En el acto protocolario de apertura del módulo, encabezado por la secretaria de Innovación y Desarrollo Económico, Alejandra De la Vega y el alcalde, Eliseo Compeán, se anunció que se pretende alcanzar a 7 mil emprendedores de pequeñas y medianas empresas al año, igual que en otros módulos ya instalados en Chihuahua, Parral, Cuauhtémoc y Ciudad Juárez.

Es el empleo en esas pequeñas empresas el mejor remunerado, por eso es una buena noticia.
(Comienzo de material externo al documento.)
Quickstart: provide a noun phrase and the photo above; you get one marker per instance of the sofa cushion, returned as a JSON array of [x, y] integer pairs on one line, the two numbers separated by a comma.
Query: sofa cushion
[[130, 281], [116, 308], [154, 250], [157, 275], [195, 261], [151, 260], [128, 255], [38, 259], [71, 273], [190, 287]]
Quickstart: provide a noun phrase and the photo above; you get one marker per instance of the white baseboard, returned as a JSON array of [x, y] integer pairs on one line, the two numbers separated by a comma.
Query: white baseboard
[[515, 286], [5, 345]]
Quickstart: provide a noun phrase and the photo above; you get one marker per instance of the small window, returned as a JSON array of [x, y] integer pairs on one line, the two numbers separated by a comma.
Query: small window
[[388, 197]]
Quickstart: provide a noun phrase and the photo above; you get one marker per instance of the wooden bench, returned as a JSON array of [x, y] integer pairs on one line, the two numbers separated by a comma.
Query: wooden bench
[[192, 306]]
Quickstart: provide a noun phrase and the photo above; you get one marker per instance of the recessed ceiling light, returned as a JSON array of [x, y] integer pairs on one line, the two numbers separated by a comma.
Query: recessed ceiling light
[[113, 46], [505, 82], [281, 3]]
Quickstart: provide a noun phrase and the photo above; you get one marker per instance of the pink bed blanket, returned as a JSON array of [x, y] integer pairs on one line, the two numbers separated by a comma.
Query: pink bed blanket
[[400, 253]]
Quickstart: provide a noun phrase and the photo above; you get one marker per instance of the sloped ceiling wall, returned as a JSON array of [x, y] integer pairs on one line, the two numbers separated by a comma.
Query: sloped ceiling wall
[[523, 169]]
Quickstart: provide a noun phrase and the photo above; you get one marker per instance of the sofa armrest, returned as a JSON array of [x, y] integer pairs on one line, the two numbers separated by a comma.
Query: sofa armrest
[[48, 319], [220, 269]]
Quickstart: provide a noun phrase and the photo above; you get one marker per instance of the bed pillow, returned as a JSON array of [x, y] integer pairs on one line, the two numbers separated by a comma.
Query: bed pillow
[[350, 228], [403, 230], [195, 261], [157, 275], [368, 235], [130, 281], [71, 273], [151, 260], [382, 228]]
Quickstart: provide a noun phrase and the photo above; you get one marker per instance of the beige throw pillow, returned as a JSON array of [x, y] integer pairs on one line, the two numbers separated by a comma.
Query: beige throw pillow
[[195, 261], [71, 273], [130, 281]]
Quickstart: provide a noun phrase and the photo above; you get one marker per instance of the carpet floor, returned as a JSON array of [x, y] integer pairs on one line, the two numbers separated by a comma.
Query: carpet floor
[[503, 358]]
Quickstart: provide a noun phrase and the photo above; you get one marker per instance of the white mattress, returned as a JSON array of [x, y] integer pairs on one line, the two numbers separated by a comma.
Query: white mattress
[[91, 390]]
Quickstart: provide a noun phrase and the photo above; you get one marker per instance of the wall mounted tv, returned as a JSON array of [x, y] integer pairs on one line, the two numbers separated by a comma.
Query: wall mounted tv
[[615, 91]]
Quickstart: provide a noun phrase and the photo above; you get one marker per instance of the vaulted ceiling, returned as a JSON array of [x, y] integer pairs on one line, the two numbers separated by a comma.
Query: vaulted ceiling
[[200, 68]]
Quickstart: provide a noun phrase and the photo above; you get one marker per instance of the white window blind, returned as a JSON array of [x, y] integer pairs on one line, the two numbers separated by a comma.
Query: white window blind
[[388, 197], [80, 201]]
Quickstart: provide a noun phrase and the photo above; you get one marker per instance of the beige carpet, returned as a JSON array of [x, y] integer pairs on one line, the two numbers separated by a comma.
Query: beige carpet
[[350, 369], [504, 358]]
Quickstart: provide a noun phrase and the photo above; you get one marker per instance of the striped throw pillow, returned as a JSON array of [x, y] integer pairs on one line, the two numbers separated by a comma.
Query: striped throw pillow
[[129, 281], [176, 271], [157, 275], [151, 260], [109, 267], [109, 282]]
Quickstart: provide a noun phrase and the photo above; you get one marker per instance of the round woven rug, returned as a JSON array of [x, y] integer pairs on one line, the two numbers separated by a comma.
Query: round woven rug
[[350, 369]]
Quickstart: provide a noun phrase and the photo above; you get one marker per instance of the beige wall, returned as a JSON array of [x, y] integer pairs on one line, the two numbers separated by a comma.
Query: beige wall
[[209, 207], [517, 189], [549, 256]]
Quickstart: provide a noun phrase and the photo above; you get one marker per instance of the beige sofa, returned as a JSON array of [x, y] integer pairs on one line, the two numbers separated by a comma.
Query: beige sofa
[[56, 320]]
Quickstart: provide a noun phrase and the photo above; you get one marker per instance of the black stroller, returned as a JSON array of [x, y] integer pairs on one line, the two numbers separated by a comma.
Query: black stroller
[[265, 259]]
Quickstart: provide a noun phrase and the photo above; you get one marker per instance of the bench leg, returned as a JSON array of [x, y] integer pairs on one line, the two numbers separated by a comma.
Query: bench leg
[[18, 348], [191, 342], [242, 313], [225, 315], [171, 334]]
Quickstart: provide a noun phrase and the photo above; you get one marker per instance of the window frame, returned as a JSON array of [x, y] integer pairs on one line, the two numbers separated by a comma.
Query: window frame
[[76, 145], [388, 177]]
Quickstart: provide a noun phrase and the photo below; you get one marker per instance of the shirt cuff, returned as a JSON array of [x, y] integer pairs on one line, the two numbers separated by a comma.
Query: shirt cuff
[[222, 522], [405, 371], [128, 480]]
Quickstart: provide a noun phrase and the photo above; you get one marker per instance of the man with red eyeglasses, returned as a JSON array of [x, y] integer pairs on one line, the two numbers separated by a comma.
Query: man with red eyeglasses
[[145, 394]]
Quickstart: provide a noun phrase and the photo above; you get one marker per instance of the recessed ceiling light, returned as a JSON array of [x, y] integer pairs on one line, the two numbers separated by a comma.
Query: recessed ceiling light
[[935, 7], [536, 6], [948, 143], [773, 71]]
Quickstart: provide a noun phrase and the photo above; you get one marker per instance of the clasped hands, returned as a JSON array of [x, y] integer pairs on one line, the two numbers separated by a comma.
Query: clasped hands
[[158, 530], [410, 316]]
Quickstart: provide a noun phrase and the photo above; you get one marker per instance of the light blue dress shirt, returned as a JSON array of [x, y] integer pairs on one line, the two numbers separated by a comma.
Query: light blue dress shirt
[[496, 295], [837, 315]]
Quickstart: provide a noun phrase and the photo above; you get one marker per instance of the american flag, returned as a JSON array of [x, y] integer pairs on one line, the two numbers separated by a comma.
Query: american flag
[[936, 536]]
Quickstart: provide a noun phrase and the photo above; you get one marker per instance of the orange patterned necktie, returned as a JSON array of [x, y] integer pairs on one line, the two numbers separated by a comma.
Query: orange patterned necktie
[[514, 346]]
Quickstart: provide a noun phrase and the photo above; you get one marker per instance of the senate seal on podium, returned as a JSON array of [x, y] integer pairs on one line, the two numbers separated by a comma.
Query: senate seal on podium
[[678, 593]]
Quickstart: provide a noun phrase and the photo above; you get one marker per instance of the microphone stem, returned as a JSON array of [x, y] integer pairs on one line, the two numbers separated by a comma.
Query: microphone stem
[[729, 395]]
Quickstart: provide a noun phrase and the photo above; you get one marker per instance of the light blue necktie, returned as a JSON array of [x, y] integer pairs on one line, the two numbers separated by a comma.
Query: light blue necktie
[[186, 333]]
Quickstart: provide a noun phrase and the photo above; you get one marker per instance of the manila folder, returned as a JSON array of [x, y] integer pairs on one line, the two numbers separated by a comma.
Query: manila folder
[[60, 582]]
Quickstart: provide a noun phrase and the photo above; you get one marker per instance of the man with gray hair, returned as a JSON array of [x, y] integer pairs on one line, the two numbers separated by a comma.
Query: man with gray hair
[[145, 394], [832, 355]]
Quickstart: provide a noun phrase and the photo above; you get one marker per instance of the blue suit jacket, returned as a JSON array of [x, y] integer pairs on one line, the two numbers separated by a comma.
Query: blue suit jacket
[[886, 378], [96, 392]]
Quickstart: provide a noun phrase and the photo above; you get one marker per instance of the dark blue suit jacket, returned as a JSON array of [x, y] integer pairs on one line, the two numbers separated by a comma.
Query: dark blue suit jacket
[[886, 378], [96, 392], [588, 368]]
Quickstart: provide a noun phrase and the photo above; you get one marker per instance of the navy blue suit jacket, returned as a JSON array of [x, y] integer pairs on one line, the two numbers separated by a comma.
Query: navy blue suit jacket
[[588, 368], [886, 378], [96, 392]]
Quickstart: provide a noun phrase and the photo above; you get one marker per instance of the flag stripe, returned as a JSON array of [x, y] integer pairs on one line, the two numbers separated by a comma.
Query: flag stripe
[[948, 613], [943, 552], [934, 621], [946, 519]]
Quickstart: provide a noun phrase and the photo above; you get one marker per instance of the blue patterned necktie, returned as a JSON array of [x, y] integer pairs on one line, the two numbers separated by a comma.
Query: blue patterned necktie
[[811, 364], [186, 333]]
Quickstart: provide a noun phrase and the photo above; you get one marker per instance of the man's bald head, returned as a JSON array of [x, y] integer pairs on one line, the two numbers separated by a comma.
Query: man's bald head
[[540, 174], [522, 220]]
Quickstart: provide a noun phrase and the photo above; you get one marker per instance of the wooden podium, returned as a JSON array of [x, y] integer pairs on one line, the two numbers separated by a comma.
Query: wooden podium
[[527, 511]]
Porque lo que viene en la reactivación económica tras la pandemia, que no acaba de arrancar, es la precarización de los sueldos de los trabajadores, algo grave que sólo podrá enfrentarse con empleos de mejor calidad.

HAY UN GRAN REVUELO EN EL GREMIO judicial de Delicias porque al parecer sus clamores han sido escuchados, luego de añejos reclamos de mejores instalaciones.

El fin de semana corrió el rumor fuerte de que los juzgados estatales serían movidos a otra ubicación, pues si hay un lugar del estado donde despachan de una manera indigna, es precisamente en la tierra de los Vencedores del Desierto. 

Los litigantes y empleados del Poder Judicial dicen que el rumor se confirmó por parte de los más altos niveles del Tribunal Superior de Justicia del Estado en la ciudad de Chihuahua. De allá llegó la confirmación de que ya se trabaja en un proyecto para mover los juzgados a un lugar más funcional y sin hacer gastos adicionales. 

A ver si explican la magia para lograrlo. Por lo pronto hay optimismo en el anuncio de mejores instalaciones, que buena falta le hacen a la justicia estatal.